I’m the kind of person that likes to idly scroll my facebook newsfeed or instagram feed when I’m bored. This way. I can see what my friends are up to and how life is treating them. Most of my friends are avid posters of selfies. I get to see what my friends look like without actually being with them in real life. I wanted to explore this concept further in MAX for allowing me to see more selfies (even of people I do not know” tagged with “selfie” or “wefie” on Flickr to see how many of these are posted on the Flickr Stream. Thank you August Black and Randall Packer for creating a MAX Patch that a software n00b like me can easily digest 😛
This video is based on August’s original Flickr Search that has been e-mailed to us. I had I then followed the instructions for audio and visual manipulation.

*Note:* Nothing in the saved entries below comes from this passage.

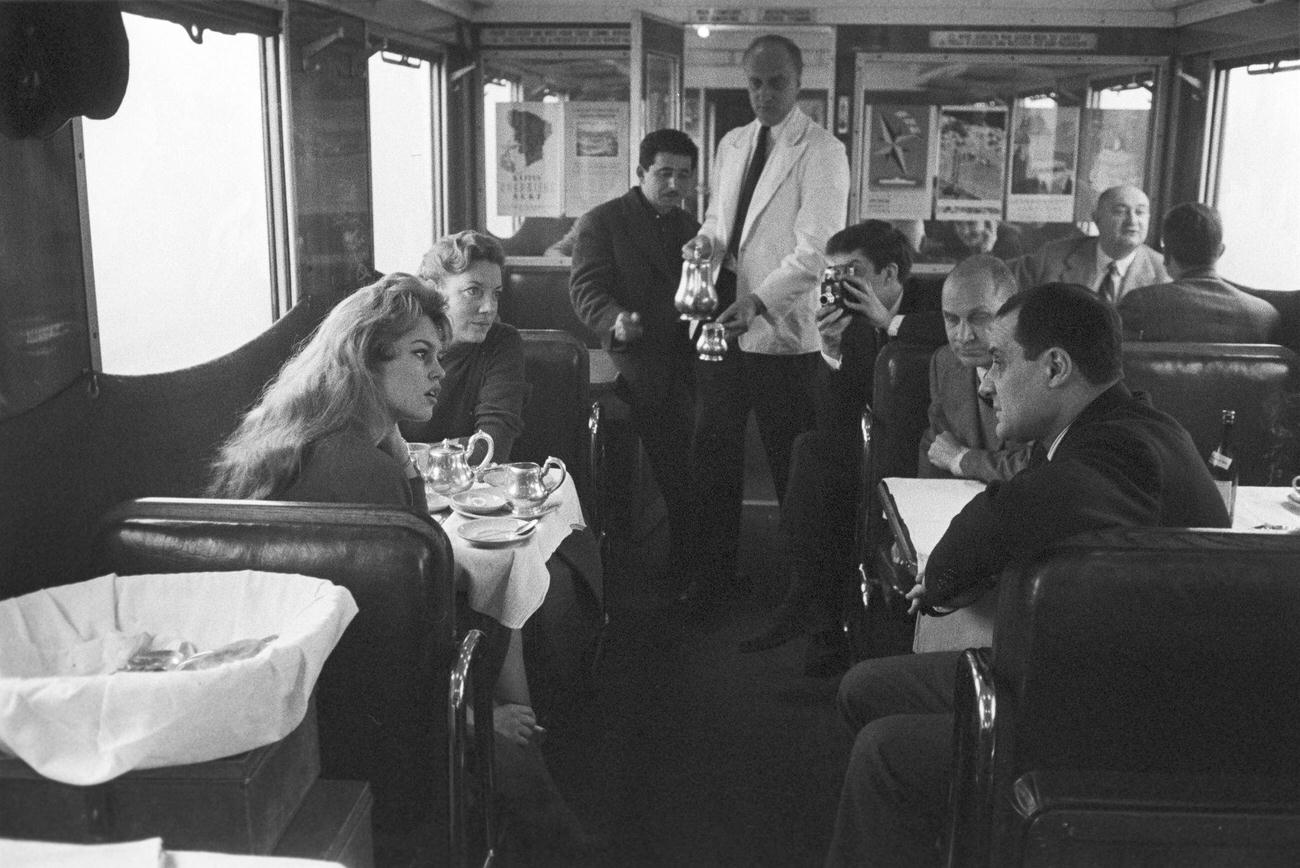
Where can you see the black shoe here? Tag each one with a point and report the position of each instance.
(780, 632)
(827, 655)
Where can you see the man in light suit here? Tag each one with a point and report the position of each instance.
(1197, 304)
(780, 190)
(1110, 264)
(962, 439)
(627, 261)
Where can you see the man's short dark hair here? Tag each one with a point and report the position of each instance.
(1074, 319)
(878, 241)
(775, 40)
(1192, 234)
(667, 142)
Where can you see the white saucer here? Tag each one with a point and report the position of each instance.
(494, 532)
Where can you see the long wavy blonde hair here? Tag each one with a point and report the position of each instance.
(326, 386)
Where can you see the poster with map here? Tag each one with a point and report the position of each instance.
(597, 155)
(897, 172)
(529, 159)
(1044, 150)
(1112, 152)
(971, 159)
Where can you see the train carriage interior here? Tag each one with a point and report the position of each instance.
(187, 190)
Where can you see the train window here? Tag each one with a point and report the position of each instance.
(402, 160)
(1259, 112)
(177, 203)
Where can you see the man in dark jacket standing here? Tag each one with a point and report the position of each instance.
(627, 263)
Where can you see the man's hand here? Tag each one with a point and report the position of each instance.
(700, 246)
(831, 322)
(737, 317)
(917, 598)
(627, 328)
(947, 452)
(859, 299)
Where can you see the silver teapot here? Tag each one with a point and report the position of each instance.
(524, 484)
(696, 296)
(446, 465)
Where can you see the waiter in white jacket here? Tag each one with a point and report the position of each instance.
(780, 190)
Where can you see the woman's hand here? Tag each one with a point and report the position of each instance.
(514, 723)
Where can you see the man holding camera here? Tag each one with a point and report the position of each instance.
(865, 304)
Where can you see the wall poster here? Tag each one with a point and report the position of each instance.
(529, 159)
(971, 160)
(596, 155)
(1044, 150)
(1112, 151)
(898, 161)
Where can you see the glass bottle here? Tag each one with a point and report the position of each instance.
(1223, 463)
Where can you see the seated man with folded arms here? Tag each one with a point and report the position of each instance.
(962, 437)
(1112, 460)
(820, 499)
(1197, 304)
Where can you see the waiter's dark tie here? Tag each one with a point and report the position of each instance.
(1109, 287)
(746, 191)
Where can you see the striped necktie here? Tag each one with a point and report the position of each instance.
(1109, 289)
(746, 191)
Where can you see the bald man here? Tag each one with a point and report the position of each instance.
(1112, 263)
(962, 439)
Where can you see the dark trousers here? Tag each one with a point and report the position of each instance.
(818, 525)
(895, 797)
(779, 391)
(662, 399)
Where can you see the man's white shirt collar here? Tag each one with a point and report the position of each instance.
(1057, 442)
(1121, 267)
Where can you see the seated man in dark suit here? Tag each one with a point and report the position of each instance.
(1112, 460)
(1110, 264)
(962, 437)
(1196, 304)
(820, 499)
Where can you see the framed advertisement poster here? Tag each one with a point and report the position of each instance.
(1044, 152)
(971, 159)
(597, 152)
(898, 163)
(529, 159)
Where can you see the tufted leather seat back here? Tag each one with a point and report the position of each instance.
(558, 406)
(1138, 707)
(382, 694)
(1155, 651)
(1194, 382)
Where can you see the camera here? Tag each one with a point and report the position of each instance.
(832, 283)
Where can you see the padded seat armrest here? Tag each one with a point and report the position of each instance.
(381, 694)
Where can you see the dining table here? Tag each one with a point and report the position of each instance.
(507, 578)
(919, 511)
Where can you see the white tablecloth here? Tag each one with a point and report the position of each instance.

(The original unedited MAX Patch)
Firstly, I entered the two search queries which is “selfie” and “wefie”.
The “movie” was moving at a speed to fast for me to screenshot so I adjusted it to 250 from 150:
Changing the presets would make it look like filters; the ones you would get on instagram.
I also renamed it to Ruzana’s Flickr Search before turning on the audio.
Click the above video to see my MAX working file
Click the above video to see the final video
My concept for this video is inspired by selfies/wefies on instagram. In instagram, you’re able to choose from a vast array of image filters to pimp your selfie. I adjusted various parameters on the max file to create a gradual change of filter and recorded it. The video starts of slow, representing the beginning of selfie culture and then gradually becomes faster and the filters so extreme that you can’t even see the faces in the images anymore. The accompanied sound also stops and sounds “glitched” at some point and then becomes really really fast – This is to represent how something as innocent as taking a picture of yourself and uploading it onto social media websites online may erupt and evolve into something bigger; an issue of self-objectification.
I find the idea of appropriating real-time images by searching for them on the internet very interesting. Prior to this, I had no idea you could generate audio based on visual information and transpose our data from one media type to another. I’ve learnt a lot from this exercise though it proved to be rather challenging at first 🙂 I’m happy I pulled through!